HIV is capable of avoiding both T cell and NK cell recognition of infected host cells. HIV Nef-mediated reduction of HLA-A and -B (22) surface expression and Vpu-mediated reduction of HLA-C (23) likely serve to reduce antigen presentation and T cell killing of infected targets. These viral mechanisms occur posttranslationally (22, 23) and should not affect the contribution of HLA class I signal peptides to enhancing HLA-E expression. This in turn may serve to allow continued evasion of NK cell responses through enhanced NKG2A inhibition among those individuals with HLA haplotypes that provide ample signal peptide to bind HLA-E. HIV encodes a peptide (AISPRTLNA, AA9) that may further exploit the inhibitory effects of HLA-E, but discrepancies regarding the effects of this peptide on HLA-E expression, NKG2A binding, and NK cell killing have been reported (24, 25). NKG2A-expressing CD8 T cells are involved in antiviral responses (26), but the functional assays that we used are not appropriate for evaluating CD8⁺ T cell responses, and thus, we cannot rule out a role for CD8 T cells in the genetic data presented herein. Although NKG2C, an activating receptor that also binds HLA-E (27), may play some role in the pathway that we delineate, signaling through NKG2A dominates and overrides NKG2C signaling (28).

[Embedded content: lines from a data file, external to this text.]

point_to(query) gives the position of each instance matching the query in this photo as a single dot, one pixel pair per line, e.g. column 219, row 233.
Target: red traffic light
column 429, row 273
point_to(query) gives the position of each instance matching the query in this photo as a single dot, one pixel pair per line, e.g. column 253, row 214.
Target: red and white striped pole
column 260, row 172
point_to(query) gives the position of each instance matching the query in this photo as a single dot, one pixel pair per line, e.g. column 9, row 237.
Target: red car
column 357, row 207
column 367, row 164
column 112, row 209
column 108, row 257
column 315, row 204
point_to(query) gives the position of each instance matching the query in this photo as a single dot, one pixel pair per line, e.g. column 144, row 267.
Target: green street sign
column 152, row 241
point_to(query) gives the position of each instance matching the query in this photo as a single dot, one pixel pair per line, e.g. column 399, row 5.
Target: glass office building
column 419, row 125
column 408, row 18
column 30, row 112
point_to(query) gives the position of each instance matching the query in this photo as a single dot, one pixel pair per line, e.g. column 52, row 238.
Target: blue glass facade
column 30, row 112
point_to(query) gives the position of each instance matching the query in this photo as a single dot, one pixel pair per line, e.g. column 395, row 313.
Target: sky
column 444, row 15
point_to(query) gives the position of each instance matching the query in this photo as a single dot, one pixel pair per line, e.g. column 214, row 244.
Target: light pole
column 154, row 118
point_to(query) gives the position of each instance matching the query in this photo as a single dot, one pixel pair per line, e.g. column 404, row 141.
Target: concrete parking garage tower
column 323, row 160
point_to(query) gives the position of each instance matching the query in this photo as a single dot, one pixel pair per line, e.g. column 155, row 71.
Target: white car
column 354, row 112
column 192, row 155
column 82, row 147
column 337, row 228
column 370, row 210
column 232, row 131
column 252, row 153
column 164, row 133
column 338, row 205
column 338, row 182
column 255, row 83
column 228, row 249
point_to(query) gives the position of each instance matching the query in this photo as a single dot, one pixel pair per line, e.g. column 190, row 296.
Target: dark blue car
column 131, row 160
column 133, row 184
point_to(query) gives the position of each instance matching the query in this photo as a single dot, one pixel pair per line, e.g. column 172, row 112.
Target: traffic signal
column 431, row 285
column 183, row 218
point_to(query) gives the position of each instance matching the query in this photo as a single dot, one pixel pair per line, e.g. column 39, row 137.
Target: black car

These data show that expression level variation participates in the complex patterns of HLA associations in HIV disease, a pattern recognized for class I in other species (29). Blockade of HLA-E:NKG2A–mediated inhibition in vivo is a therapeutic strategy being explored through clinical trials of an antibody against NKG2A (monalizumab) for treatment of rheumatoid arthritis (NCT02331875), cancer (NCT 02557516, NCT02643550, NCT02459301, NCT02671435), and stem-cell transplantation (NCT02921685), because a role for HLA-E–mediated immunosuppression is recognized in these disorders (30, 31). Our data suggest that antagonizing HLA-E/NKG2A interactions, perhaps in combination with other therapies, may provide benefit in HIV disease. This might be an attractive approach in HIV cure strategies. Genetic validation of NKG2A as a therapeutic target in additional diseases by testing for effects of HLA-A and HLA-B −21 genotypes may rationalize the use of anti-NKG2A therapy in other disorders.